# Nuvem do Natal (Madeira)



## Hawk (4 Dez 2006 às 22:40)

Esta estranha nuvem, que se perde no horizonte tem uma curiosidade muito particular. Todos os anos, por volta do Natal, normalmente últimod dias de Dezembro ela surge sempre naquela posição onde permanence durante 2 dias. Aconteceu em 2004, 2005 (foto) e estou desejoso de ver se este ano ela lá estará novamente. Alguma explicação para este fenómeno? 

Nota: a nuvem parece deslocar-se rapidamente para Sul rumo às Canárias embora, devido ao seu comprimento e geometria constante, parecer estar sempre na mesma posiçao e nunca se desloca para cima durante o Funchal durante esses 2 dias. Pode até ser um fenómeno muito recorrente, eu é que não estou habituado a ver uma nuvem tão...regular.


----------



## filipept (4 Dez 2006 às 22:49)

Está espetacular


----------



## Dan (4 Dez 2006 às 22:51)

Não será uma superfície frontal?

No ano passado, por volta do dia 25 de Dezembro, passou, nessa região do Atlântico, uma superfície frontal com um deslocamento NW-SE.


----------



## Hawk (4 Dez 2006 às 22:59)

Dan disse:


> Não será uma superfície frontal?
> 
> No ano passado, por volta do dia 25 de Dezembro, passou, nessa região do Atlântico, uma superfície frontal com um deslocamento NW-SE.

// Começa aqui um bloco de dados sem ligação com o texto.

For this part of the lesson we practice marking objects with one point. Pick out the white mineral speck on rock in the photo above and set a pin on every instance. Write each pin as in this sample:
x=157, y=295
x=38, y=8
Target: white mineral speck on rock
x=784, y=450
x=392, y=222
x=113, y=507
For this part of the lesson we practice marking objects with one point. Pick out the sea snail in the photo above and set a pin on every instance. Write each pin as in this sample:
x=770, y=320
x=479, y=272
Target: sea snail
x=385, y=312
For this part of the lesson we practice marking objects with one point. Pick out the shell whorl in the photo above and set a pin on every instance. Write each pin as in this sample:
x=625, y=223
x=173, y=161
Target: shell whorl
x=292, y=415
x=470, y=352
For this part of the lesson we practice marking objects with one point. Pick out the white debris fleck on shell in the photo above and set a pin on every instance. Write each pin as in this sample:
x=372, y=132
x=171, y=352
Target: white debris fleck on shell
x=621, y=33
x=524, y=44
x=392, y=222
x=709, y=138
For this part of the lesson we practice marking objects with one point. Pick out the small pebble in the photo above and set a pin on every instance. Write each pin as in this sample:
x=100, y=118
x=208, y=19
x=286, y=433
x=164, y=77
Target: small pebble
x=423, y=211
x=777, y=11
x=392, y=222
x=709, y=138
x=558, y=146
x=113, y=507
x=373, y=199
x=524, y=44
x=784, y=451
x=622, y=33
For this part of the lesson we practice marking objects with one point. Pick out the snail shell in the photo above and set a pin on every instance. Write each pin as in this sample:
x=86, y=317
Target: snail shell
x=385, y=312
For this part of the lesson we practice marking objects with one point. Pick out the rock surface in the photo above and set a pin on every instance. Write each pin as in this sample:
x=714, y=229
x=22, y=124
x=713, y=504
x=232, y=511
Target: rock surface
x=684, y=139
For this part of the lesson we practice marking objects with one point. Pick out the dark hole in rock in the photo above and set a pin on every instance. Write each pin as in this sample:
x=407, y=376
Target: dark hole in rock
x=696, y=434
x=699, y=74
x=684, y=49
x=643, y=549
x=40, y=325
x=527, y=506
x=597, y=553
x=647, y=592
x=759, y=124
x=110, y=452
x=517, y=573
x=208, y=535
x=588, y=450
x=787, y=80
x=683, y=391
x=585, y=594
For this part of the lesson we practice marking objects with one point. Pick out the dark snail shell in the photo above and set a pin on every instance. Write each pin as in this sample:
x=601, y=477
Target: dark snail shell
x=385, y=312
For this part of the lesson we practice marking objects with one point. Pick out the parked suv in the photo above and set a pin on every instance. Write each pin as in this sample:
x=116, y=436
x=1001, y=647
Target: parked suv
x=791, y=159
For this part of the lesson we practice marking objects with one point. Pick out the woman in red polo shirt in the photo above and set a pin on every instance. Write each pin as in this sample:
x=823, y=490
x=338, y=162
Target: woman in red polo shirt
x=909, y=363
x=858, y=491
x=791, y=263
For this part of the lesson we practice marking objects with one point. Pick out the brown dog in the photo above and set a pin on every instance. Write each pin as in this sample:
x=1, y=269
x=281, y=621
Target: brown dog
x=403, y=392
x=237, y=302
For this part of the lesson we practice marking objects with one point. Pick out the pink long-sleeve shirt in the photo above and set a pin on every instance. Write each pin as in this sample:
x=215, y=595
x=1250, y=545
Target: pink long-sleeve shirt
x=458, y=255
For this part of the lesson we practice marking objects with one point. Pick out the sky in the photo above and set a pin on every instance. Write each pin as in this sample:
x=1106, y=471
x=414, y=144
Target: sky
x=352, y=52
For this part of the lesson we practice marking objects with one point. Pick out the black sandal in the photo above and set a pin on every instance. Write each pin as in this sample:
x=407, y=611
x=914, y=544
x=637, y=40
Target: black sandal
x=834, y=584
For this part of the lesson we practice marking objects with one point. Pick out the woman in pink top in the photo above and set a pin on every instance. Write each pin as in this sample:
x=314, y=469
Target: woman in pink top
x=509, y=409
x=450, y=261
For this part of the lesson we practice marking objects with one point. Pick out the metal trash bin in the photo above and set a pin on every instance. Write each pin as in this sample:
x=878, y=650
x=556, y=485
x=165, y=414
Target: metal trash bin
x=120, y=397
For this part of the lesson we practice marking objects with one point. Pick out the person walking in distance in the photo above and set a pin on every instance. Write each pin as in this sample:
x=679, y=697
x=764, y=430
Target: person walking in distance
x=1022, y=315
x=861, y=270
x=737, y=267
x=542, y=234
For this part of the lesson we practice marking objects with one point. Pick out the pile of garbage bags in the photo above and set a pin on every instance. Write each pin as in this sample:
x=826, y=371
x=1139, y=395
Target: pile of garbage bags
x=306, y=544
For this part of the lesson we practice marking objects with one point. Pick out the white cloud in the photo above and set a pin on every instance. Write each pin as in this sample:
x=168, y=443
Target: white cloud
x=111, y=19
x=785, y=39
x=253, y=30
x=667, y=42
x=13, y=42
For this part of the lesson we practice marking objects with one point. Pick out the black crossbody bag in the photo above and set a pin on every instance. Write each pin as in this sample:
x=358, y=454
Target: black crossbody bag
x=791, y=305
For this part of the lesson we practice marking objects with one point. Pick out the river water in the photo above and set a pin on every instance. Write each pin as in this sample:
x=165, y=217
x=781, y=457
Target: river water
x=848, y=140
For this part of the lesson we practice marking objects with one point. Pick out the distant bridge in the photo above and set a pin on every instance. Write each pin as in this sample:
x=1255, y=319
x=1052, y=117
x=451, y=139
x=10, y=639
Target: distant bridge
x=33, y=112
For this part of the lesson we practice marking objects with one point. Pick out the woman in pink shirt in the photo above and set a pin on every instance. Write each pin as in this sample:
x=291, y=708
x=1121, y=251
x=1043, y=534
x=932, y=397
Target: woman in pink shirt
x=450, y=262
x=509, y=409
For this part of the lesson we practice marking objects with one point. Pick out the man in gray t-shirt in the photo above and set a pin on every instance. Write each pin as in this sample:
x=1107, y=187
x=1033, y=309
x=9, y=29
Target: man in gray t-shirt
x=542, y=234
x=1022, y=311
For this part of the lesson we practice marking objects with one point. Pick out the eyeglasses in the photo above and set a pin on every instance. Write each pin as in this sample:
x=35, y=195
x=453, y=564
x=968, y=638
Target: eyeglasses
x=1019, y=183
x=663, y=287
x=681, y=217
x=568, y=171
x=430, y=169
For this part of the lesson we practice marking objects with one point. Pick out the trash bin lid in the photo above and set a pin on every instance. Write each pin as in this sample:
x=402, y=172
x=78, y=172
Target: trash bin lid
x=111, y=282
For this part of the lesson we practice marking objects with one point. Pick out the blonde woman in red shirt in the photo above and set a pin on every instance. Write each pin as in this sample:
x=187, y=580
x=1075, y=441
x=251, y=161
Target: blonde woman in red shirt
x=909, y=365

A foto é do dia 29 de Dezembro de 2005. Já vi algumas superfícies frontais se aproximarem mas nunca vi nada como isto. A nuvem não tem mais do que 1 ou 2 km de largura. Ou seja, da mesma forma que está sol no Funchal, logo do outro lado da nuvem também já está. Ela é estreita mas extremamente comprida e não provocou chuva nem vento. Ficou ali situada durante 2 dias, tendo desaparecido na madrugada do dia 31 de Dezembro.


----------



## Angelstorm (4 Dez 2006 às 23:47)

Terá alguma coisa a ver com um tipo de nuvem que só existiria porventura na Austrália, a "morning glory"?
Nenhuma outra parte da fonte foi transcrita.